Read more about the stories we did (and didn't) talk about this week on "Got Your Attention."

  • Sexual assault and domestic abuse may be considered preexisting conditions under the GOP's replacement for the Affordable Care Act (or Obamacare) replacement.
  • Ivanka Trump brand quietly found a way to sell their clothes without using its namesake’s now-controversial name.
  • According to The Nation's Ari Berman, France's voter turnout for it's presidential election last week was the lowest voter turnout since 1969, 74 percent, is equivalent to the United States's highest voter turnout since 1896.
  • The MTV Movie and TV Awards were "woke" as hell.
  • Kim Kardashian called Scott Disick's new girl a "ghetto girl" and a "whore."
  • Nicki Minaj is going to pay off student loans for some lucky 4.0 students—which is great, but can't we just make college more affordable?
  • Ivanka Trump's book, Dove's bottles, the commercialization of feminism, and Sarah's favorite recent New York Times opinion piece.
  •  There's a new drug called Gray Death that experts are calling the most dangerous cocktail they've seen in two decades. There are already overdoses in Georgia, Alabama, and Ohio.
  • Religious porn users are more likely to think they have an addiction to porn than non-religious porn users.
  • Here is the Foreign Policy headline: "In Closed-Door Climate Showdown, It’s Jared and Ivanka vs. Bannon and Pruitt."
  •  Fitness guru Richard Simmons reportedly sued several tabloids for claiming that he is transitioning, according to The Hollywood Reporter.
  • "Men Are Trash" shirts were floating around twitter over the weekend and it raised a lot of "reverse sexism" questions, but this one tweet nailed why that's not a thing.
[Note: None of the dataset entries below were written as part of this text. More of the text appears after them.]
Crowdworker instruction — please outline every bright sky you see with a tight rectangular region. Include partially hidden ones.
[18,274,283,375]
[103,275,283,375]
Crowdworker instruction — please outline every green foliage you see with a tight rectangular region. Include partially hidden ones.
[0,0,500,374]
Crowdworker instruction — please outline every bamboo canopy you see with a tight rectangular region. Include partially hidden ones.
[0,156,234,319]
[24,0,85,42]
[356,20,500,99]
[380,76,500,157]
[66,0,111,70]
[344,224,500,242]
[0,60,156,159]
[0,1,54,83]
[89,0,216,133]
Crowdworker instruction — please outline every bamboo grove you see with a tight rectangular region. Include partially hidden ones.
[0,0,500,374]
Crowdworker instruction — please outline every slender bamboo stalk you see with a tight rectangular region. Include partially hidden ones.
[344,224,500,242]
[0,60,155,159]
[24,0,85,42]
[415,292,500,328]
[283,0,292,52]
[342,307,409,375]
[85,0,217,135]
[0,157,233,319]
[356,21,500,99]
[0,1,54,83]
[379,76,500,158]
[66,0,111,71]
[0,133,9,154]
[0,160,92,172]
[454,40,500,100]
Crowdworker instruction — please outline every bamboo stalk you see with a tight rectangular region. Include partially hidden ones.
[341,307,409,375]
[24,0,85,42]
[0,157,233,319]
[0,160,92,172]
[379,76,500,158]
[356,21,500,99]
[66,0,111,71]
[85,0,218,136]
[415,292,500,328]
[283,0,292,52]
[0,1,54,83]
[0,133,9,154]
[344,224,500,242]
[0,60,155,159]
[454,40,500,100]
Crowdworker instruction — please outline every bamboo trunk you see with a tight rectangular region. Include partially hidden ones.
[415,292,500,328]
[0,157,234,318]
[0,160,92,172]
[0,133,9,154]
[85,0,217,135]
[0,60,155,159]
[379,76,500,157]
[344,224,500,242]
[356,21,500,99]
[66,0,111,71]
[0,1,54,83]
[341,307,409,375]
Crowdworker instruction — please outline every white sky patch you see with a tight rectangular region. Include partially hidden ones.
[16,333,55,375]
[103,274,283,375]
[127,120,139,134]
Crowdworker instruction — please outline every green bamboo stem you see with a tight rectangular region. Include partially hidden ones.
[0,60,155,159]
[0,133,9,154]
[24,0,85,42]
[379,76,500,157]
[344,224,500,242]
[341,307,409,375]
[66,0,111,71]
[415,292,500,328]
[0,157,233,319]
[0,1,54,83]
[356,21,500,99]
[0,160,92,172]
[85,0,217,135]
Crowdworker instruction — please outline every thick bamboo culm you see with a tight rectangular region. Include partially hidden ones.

What is the "Got Your Attention" podcast?

If you've ever wondered how the staff pitch and select the stories that you read or watch on ATTN:, we're giving you an inside listen. ATTN: Media is excited to announce "Got Your Attention," a podcast where ATTN: staffers compete to have their pitches accepted by our host — while also unpacking some of the week's most important headlines.

The game is simple: Three ATTN: staff members — Senior Social Trends Editor Omri Rolan, Associate Social Content Editor Sequoia Holmes, and Senior Editor Sarah Gray — pitch their best stories to our host and Head of Editorial Mike Vainisi. If Mike picks their story, they get a point, and the four discuss the story.